Put differently, while uninitiated readers egged on by critics of Halevi could easily conclude that he was insane not to order readiness for a full imminent Hamas invasion, to those who live the day-to-day and year-to-year life of classified intelligence, this was at most a small relative uptick in activity and not something highly unusual.
In fact, Halevi would go even further and likely claim that even if he had known of the Walls of Jericho plan, he would have acted in almost the same way because he would have accepted the intelligence community’s clear consensus that the plan was theoretical or Hamas’s fantasy scenario and not something that the group was remotely considering implementing or thought was possible.
Circling back to Finkelman, suddenly he seems to be the most responsible of the three, given that he knew all of the data points that Halevi and Haliva did not know and was on every key call the night of Oct. 7. In fact, it seems that it is even worse for Finkelman than that.

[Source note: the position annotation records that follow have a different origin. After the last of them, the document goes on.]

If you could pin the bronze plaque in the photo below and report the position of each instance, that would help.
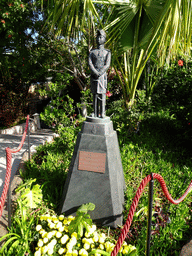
(93, 162)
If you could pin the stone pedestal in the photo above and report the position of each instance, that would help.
(96, 174)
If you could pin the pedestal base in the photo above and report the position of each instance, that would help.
(96, 174)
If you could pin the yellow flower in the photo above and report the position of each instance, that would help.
(38, 228)
(61, 217)
(40, 243)
(64, 239)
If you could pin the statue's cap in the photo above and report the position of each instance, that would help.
(101, 32)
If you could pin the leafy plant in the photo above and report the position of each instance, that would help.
(57, 236)
(18, 242)
(31, 196)
(82, 219)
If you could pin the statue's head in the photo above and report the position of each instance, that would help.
(101, 37)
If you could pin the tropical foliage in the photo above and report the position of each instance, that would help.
(137, 30)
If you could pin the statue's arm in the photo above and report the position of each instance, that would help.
(107, 65)
(91, 66)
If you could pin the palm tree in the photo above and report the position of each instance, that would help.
(146, 28)
(137, 30)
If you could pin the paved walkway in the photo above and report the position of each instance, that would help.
(12, 141)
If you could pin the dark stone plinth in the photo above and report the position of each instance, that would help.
(96, 174)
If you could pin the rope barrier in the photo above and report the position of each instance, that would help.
(8, 169)
(143, 183)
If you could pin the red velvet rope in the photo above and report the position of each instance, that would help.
(8, 170)
(143, 183)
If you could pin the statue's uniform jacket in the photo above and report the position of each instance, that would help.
(99, 61)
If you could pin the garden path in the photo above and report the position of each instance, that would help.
(12, 141)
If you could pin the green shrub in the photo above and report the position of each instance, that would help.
(174, 92)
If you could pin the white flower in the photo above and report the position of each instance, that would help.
(38, 228)
(45, 240)
(61, 217)
(83, 252)
(37, 253)
(61, 251)
(74, 252)
(49, 235)
(64, 239)
(40, 243)
(86, 246)
(59, 225)
(58, 234)
(53, 242)
(50, 251)
(102, 238)
(44, 249)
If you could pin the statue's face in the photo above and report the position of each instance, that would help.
(100, 39)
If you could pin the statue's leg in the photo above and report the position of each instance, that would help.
(95, 104)
(103, 103)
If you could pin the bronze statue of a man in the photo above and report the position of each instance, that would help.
(99, 62)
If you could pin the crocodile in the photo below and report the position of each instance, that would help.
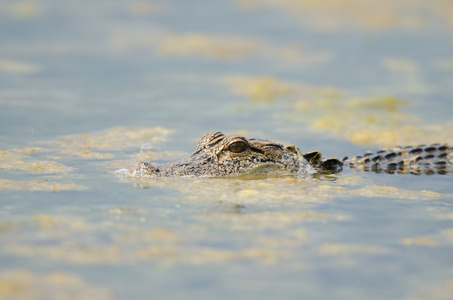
(220, 155)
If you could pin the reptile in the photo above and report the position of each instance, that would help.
(220, 155)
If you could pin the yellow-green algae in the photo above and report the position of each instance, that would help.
(279, 192)
(116, 139)
(16, 161)
(24, 284)
(38, 186)
(132, 244)
(34, 160)
(367, 121)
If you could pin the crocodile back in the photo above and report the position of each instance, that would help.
(417, 160)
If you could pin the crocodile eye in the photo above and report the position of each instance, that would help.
(237, 147)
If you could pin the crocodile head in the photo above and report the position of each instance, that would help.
(226, 155)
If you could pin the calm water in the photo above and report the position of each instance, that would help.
(88, 88)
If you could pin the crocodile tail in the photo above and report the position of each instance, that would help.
(417, 160)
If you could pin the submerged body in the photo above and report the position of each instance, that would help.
(228, 155)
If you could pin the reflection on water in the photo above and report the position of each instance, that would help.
(89, 88)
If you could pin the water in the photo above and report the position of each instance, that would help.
(90, 88)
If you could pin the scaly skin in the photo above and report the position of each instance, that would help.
(228, 155)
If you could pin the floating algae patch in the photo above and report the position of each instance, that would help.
(270, 220)
(117, 139)
(85, 154)
(38, 186)
(396, 193)
(16, 161)
(276, 192)
(75, 241)
(24, 284)
(368, 121)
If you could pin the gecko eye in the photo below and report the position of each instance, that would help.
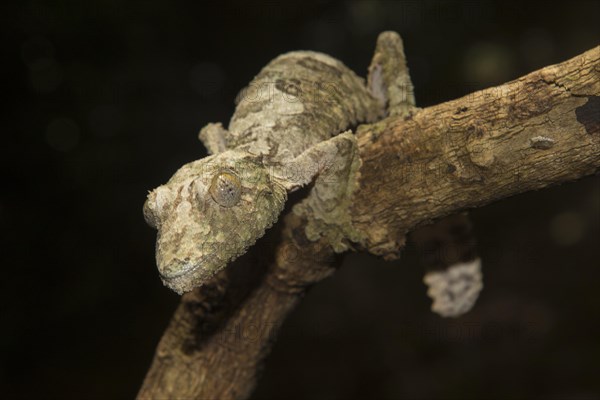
(226, 189)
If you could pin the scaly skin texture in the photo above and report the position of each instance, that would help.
(287, 131)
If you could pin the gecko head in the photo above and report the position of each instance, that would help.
(209, 213)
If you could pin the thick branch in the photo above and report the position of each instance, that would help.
(220, 333)
(539, 130)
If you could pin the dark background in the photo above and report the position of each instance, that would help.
(104, 103)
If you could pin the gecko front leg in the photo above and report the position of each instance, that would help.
(333, 165)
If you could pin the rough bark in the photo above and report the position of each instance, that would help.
(536, 131)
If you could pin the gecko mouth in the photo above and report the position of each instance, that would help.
(182, 277)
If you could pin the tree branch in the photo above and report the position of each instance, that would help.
(536, 131)
(539, 130)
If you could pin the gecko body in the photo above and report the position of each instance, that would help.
(287, 131)
(291, 128)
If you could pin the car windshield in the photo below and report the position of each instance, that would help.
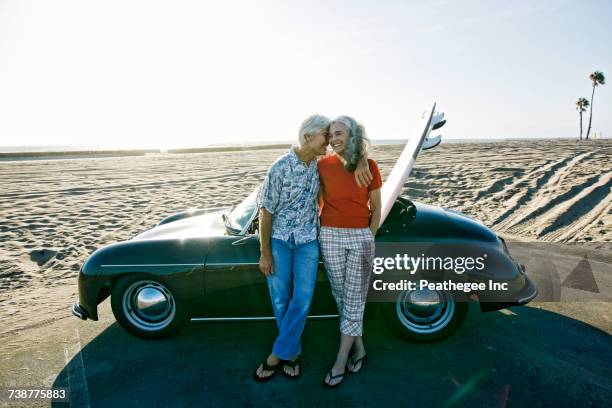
(239, 217)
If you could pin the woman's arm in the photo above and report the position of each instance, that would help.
(375, 207)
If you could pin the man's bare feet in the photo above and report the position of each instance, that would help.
(263, 373)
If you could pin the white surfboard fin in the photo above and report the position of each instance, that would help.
(437, 118)
(438, 125)
(431, 142)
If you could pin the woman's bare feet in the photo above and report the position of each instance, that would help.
(271, 361)
(355, 362)
(335, 376)
(292, 368)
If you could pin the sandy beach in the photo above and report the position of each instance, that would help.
(54, 213)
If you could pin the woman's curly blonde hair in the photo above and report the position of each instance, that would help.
(358, 143)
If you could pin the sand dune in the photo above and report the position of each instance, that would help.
(54, 213)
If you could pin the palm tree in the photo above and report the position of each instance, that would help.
(581, 105)
(598, 78)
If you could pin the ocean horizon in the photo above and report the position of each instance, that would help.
(375, 142)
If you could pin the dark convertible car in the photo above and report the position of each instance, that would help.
(202, 265)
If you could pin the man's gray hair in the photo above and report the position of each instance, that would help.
(312, 125)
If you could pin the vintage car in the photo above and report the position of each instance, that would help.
(202, 265)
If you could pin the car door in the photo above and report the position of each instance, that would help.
(233, 284)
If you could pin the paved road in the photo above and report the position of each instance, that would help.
(547, 354)
(526, 357)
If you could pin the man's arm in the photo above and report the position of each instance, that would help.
(375, 208)
(266, 262)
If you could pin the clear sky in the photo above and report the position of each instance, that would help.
(175, 73)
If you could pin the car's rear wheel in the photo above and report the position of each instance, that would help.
(425, 315)
(147, 307)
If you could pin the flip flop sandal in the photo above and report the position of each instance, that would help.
(355, 362)
(266, 367)
(333, 377)
(292, 364)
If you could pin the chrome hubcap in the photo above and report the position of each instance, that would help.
(425, 311)
(149, 305)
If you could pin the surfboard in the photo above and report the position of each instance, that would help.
(431, 142)
(393, 185)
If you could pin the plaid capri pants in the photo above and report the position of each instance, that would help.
(348, 254)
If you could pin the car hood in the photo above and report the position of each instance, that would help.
(469, 225)
(200, 226)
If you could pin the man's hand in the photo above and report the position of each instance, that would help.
(266, 264)
(363, 176)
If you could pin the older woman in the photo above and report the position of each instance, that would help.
(349, 219)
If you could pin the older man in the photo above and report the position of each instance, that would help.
(288, 227)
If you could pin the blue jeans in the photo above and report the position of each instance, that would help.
(291, 287)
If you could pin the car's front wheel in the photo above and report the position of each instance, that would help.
(425, 315)
(147, 307)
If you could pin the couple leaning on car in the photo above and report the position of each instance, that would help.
(346, 186)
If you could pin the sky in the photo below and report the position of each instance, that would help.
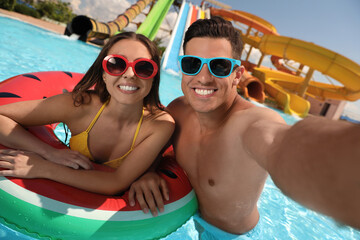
(333, 24)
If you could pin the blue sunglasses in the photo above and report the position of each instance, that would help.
(219, 67)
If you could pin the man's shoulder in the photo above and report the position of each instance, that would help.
(255, 113)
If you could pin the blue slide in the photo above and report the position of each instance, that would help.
(170, 58)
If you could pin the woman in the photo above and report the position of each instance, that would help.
(119, 123)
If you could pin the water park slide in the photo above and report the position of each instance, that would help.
(291, 103)
(187, 15)
(317, 58)
(152, 23)
(250, 87)
(169, 60)
(88, 28)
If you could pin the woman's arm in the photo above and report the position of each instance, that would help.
(29, 165)
(14, 117)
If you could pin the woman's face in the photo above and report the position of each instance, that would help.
(128, 88)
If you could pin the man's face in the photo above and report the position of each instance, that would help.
(204, 91)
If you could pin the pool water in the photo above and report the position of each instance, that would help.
(25, 48)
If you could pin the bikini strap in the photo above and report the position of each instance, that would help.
(137, 130)
(97, 116)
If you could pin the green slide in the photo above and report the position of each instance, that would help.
(154, 19)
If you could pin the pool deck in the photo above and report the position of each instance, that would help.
(51, 26)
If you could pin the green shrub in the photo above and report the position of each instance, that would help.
(7, 4)
(23, 9)
(56, 10)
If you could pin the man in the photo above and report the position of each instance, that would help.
(227, 146)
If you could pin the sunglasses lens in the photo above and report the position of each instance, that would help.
(116, 65)
(220, 67)
(144, 69)
(190, 65)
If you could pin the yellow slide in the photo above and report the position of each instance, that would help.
(284, 87)
(321, 59)
(273, 79)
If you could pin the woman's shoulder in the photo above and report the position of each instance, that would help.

Not only did he know about the Walls of Jericho plan, but also he had written a memorandum analyzing it in 2022, warning that the mass invasion scenario must be taken seriously and should not be dismissed based on arrogance toward Hamas. How did Finkelman go from being a campaigner for taking a Hamas mass invasion seriously to not even mentioning the issue to Halevi on the evening between October 6 and 7?
According to Finkelman, the virtual call with Halevi on October 6-7 was held long after he had written that memorandum.
Not only that, but Finkelman’s view would be that he wrote that memorandum when he was in a different post as the deputy for the Operations Command and that he wrote hundreds of similar memoranda during the year or so between that specific memorandum and October 6-7.
In other words, part of Finkelman’s job in Operations was to constantly raise the alarm on all kinds of extreme scenarios to generally keep the whole IDF on its toes, but this was much different than calling for any specific concrete action, such as mobilizing the entire army for a national emergency on a Simchat Torah holiday weekend, when there was no unambiguous evidence that a mass invasion was possible.
Therefore, Finkelman would argue that there was no reason for him to have remembered or considered the Walls of Jericho plan on October 6-7 when his intelligence experts were not raising it, and many of them did not know about it, since even “V,” who had first flagged the invasion threat, never suggested any specific timeline.
So there are clear narratives to blame all three figures for ignoring signs of a mass invasion which led to calamity, and there are reasons to say they were no more responsible than all of the other cogs in the system who had gotten stuck on the idea that Hamas could not mount an invasion threat.
This also impacts the question of why Halevi didn’t bring Haliva onto the call. Or then-defense minister Yoav Gallant. Or Netanyahu.
Halevi would say that if he had woken them up in the middle of the night that time, he would have had to do it countless other times, and they would not have taken him seriously because they also bought into the same misconception of Hamas as deterred.
Whereas outsiders see Halevi holding a major consultation and leaving these key figures out, essentially his view is that he just wanted to speak to Finkelman to ensure that the situation was being handled in an extra careful way compared to usual (given the spectrum of limited threats they were all considering).
He did invite Basiuk and others to join the call, and some of them just joined of their own initiative, and he did not object. But it was not as if this was a major, wide-ranging consultation with some included and some strategically excluded. Of course, we will always wonder whether, if any of those other officials had been on the call, one of them would have jumped out of character and sounded the alarm beyond what anyone else could imagine.
Probably not. But this thought will haunt many for years to come.